自分がもっとも大切にしてるものと関わるのが億劫になった。

私にとって写真を撮ることは、世界に触れることだ。
ファイダー越しに世界を見ると、普段は面白味のない世界に色が付き、私は少し自由になれた。

気づいたら夢中になってどんどん手が動いていたあの頃に戻りたい。

私は持っていた一眼レフを売りに出した。

生活の足しにするために、

写真から距離を置くために

かさ蓋になったはずの傷が突然開き、悲しい過去の記憶の蓋が開く。

そんな時は血が止まるのを待つしかない。じっと耐え忍ぶ。

傷だらけでも、自分にできることはきっとあるはずだ。

久しぶりに写真を撮ろうと思った。

そんな時、中古で3千円で売られている
ジャンクフィルムカメラに出会った。

壊れて誰からも見向きもされなくなったカメラを手にとる。

きっとこのカメラは私の分身だ

昔みたいに、有名な観光地に行ったり、SNS映えするような場所には行かない。

他人の評価を前提とした写真を撮るのは疲れた。
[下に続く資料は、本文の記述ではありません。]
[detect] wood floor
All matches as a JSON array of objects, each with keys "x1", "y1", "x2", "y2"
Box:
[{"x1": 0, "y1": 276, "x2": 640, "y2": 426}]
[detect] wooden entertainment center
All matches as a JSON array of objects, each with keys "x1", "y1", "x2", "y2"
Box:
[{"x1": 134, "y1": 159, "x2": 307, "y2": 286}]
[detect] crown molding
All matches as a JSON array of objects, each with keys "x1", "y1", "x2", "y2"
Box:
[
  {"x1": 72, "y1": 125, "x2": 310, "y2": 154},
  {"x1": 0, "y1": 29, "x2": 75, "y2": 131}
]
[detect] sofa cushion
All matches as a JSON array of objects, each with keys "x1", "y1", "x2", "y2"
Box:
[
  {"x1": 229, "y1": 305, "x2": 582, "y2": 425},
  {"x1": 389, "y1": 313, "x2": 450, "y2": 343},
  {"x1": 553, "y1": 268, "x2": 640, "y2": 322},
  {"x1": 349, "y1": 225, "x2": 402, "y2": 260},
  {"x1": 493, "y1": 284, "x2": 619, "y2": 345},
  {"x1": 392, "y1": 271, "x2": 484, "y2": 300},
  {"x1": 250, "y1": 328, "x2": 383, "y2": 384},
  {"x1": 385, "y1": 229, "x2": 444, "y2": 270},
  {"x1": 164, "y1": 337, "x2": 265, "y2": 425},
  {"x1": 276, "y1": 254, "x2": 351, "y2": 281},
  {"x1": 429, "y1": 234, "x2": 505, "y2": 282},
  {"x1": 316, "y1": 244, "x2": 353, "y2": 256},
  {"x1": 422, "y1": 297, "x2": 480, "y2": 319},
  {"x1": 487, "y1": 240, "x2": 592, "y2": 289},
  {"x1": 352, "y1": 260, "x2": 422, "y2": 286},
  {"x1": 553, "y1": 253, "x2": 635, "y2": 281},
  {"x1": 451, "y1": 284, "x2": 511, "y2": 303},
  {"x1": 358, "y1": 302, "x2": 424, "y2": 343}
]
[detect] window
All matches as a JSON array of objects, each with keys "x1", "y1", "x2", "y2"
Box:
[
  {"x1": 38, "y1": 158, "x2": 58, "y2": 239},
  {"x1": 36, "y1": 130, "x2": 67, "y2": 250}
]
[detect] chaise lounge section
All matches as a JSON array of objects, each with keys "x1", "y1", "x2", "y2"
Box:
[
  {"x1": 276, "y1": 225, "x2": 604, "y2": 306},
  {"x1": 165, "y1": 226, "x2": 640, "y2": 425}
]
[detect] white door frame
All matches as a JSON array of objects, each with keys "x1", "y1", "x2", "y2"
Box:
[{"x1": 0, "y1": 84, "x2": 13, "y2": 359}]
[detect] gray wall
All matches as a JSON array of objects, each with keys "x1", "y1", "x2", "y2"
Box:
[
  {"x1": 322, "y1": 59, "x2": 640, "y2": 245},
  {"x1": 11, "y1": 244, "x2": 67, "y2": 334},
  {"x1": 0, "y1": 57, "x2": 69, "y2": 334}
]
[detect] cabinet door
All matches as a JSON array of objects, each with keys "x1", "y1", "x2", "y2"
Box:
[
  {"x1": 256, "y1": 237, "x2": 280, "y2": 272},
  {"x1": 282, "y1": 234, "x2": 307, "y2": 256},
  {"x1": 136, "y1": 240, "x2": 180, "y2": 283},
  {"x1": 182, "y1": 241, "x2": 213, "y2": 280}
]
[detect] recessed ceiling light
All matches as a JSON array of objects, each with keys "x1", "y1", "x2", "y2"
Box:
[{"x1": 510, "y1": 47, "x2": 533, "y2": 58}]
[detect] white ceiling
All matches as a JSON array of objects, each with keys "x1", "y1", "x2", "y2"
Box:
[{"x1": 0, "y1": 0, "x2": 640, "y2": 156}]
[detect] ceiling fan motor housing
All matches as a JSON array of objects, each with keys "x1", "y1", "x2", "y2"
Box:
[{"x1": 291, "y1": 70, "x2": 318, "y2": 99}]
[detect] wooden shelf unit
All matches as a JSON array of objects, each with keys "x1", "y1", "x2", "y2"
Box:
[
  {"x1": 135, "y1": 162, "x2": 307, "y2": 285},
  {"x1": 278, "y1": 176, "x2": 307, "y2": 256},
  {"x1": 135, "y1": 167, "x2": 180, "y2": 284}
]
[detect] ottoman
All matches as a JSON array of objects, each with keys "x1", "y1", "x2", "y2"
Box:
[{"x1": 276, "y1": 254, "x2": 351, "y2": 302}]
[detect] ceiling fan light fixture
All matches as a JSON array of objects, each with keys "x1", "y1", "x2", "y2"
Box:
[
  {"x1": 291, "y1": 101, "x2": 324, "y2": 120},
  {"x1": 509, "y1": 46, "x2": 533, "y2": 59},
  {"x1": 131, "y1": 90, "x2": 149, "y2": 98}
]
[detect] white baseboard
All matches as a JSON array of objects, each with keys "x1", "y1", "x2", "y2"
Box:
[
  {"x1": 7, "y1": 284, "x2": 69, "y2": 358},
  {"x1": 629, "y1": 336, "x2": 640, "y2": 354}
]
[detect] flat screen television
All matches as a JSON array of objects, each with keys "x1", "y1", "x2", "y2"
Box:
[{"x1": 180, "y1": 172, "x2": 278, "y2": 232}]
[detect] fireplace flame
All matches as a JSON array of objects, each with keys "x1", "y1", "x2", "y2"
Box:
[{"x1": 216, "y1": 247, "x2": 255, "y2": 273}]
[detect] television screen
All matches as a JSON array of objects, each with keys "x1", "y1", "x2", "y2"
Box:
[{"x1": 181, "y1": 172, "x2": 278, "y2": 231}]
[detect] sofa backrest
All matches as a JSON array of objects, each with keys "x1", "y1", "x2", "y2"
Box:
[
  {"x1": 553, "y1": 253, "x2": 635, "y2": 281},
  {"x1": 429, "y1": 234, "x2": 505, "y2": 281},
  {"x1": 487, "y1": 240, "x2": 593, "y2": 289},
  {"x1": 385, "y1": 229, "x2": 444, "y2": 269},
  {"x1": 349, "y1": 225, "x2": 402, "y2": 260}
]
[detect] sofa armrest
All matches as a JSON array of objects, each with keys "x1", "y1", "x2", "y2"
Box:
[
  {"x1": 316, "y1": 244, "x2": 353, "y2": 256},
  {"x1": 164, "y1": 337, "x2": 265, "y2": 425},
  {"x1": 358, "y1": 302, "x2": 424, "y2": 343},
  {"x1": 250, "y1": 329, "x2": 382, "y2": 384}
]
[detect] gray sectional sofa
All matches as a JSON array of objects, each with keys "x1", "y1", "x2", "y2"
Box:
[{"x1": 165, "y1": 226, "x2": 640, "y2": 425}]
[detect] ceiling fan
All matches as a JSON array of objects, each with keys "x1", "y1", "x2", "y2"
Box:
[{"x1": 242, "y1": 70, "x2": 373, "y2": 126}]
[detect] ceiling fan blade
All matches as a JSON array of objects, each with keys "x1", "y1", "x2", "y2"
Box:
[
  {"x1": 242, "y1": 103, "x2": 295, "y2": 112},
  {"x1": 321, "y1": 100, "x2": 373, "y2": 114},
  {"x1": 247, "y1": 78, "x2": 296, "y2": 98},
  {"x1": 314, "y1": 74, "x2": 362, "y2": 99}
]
近所で写真を撮る。

しばらくは自分の半径3mの範囲で写真を取っていきたいと思う。

フィルムカメラは「写るんです」を除けば初めてだ。

自分が取った写真がどんな風に写っているかはわからない。
現像する時のことを考えるとわくわくが止まらない。

写真を撮っててこんな楽しい気持ちになったのはいつ以来だろう。

一眼レフと違って撮影できる枚数にも限りがある。
フィルムを無駄にしたくないので、撮る前に何に心が動いたのか自分に問う

映えそうだから撮るんじゃなくて、自分の心に刺さったから撮る。

フィルムカメラで撮る写真は、自分の心を映す鏡のようだ。

最後に使い切ったフィルムを取り外すために、フィルムを巻き戻す。
カメラのレバーをくるくる回す感じは、時間を巻き戻す感覚に似ている。

きっとこれからも写真を撮り続けていくと思う。

きっとまた傷ついたり迷ったりするだろう

そんな時、帰り道がわかるように、
フィルムカメラを目印として心に置いておこう。